You read the title right! I will be happy to host those writing Messianic or Christian fiction each week! If you’re wondering why, read on.

On January 14, 2011, I began my Year of 5,000 Books Blog. From its inception this blogs goal was to allow me to share the process of researching the material so I could write that Casa Saga Books, and let the reader of my journey experience the process from writer, to published author, and from author to the record breaking sale of 5,000 books sold before Casa de Naomi: The House of Blessing released on December 20, 2012. To admit that I did not accomplish my goal would be a hard thing to do, except along the way, I learned so much about myself and God’s calling that what I learnedthe way that knowledge has continued to inform my every choicehas been invaluable.

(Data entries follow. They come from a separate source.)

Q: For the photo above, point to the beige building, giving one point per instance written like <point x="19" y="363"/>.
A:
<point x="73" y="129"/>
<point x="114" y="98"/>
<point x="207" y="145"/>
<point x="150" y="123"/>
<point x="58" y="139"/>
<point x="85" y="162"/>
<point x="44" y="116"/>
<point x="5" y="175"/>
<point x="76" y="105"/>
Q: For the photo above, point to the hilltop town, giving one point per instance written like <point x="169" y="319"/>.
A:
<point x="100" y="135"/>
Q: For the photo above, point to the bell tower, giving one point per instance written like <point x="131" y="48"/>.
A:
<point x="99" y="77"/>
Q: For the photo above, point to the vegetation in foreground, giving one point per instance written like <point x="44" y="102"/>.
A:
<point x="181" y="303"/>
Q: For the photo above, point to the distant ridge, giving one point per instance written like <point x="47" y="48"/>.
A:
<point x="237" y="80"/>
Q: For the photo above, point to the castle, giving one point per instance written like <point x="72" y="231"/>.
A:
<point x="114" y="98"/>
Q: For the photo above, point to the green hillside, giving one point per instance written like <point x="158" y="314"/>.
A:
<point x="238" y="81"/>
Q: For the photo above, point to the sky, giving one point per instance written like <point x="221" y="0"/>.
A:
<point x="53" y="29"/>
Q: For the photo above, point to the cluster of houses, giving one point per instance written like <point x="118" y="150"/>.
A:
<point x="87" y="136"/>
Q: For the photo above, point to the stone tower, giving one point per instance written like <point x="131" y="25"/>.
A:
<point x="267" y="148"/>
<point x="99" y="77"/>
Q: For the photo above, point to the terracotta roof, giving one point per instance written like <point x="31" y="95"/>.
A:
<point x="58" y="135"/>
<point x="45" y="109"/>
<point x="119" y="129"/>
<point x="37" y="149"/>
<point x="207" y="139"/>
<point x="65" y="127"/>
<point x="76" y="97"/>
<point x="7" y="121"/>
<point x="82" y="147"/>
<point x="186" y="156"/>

Now that Casa de Naomi Reflections Blog has been up since August 29, 2011, and with the second volume of the Casa Saga soon to release, I’ve added the Casa de Naomi Fulfillment Blog, I found myself feeling rather ‘blogged down.’ Add to that the pressing realization that writing three blogs requires a lot of time, and I soon realized that something had to give. Yet I’ve grown to love this blog, and many, though not officially following, drop by regularly enough for me to be aware that if I were dropping by I might eventually stop because the author (me) hasn’t posted anything as riveting as “Was President Abraham Lincoln the Descendent of a Sephardic Jew?” as enjoyable as “The Best Day Ever” or as uplifting as “In the Morning I will Seek Your Face” in a while.

I had thought to just walk away…sort of let the blog lie fallow until it died of its own accord. However, as the creative force that breathed life, and words into this creation of mine, I could no more do that than God could turn away from me when I disappoint him.  

Then it struck me, as things sometimes do…that I have been blessed by many authors/writers/bloggers and I want to give something back to them, and if you believe as I do that the Jewish Messiah has come, though I may not know you yet, if you’re writing to affirm your faith in him, I’m including you as well. So here’s the deal, if you’d like me to host you on this blog email and well see how the Lord will lead.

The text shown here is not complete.